I'm off to these sites right now!
Not sure how looking at a picture of a meter will help...oh, unless you mean
you're trying to learn how to read the meter in different modes. I guess the
photo of just the scale wouldn't help then, so here's the whole thing:
http://www.macetech.com/simpsonfull.jpg

1. I'm surprised your school still uses these (unless we're talking about a
high school)

I have an excellent evening instructor in technical mathematics
affiliated with Fairchild Semiconductor, and when I told him the
martinet who tortures us--oops, I mean teaches us--DC Electricity uses
the Simpson, his response was a kind of befuddled "Why?..."
2. I'm glad my college never had such bizarre policies. In the third year I
even brought a webcam and laptop to the power lab in order to capture
oscilloscope traces (the power lab oscilloscopes were not upgraded to
digital yet), while everyone else was taking turns using a bulky Polaroid
attachment (only allowed THREE photos). Teacher, guy who runs all the labs,
and department head all walk over, look at the setup, and the page of traces
I just printed, and go "Hmmm." Next week they had installed webcams at each
station and made holders to clip onto the front of the oscilloscopes.
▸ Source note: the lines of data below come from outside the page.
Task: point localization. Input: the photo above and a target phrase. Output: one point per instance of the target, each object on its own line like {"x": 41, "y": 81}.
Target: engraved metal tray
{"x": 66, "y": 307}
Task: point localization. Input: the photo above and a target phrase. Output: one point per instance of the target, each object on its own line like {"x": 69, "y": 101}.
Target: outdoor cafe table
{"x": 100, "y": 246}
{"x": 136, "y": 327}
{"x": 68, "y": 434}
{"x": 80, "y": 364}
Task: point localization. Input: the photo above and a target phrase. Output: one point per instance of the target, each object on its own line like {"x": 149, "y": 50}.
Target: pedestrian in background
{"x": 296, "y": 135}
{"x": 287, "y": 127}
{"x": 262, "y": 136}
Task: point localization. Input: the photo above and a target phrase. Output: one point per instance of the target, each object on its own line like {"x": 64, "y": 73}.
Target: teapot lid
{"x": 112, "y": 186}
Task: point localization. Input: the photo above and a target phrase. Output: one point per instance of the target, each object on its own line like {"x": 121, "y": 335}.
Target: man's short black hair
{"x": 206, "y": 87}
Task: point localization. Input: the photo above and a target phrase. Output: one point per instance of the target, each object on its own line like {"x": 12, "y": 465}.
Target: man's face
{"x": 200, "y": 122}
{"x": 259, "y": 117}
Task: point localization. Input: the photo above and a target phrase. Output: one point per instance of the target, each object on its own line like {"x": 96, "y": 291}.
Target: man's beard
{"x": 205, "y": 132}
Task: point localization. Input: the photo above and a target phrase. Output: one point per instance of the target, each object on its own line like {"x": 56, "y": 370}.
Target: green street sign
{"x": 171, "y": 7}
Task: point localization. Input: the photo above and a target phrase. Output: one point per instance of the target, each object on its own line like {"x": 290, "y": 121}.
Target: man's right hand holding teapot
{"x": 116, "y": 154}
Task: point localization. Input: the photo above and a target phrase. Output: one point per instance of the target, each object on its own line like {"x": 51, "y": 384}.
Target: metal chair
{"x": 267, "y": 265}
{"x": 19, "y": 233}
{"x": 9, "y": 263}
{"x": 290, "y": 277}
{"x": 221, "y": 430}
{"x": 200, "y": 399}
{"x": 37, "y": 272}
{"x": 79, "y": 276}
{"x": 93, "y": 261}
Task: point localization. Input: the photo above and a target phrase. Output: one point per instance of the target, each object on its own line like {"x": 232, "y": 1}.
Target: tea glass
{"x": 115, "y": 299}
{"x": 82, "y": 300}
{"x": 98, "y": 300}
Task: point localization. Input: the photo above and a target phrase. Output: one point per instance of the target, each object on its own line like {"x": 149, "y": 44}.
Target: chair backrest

Only wish the people at my school were so advanced!
 
M

Mrs. Kerchief

Jan 1, 1970
0
Whoa, those are excellent pictures! Hope you don't mind if I make
some color copies and share them with my classmates? (It's a junior
college, not a high school.)
 
G

Garrett Mace

Jan 1, 1970
0
Mrs. Kerchief said:
Whoa, those are excellent pictures! Hope you don't mind if I make
some color copies and share them with my classmates? (It's a junior
college, not a high school.)

Not a problem. Sorry, just noticed that there is a shadow across the top
which almost blocks a couple of numbers on the ohm scale. I guess it can't
really be helped without taking the meter apart though.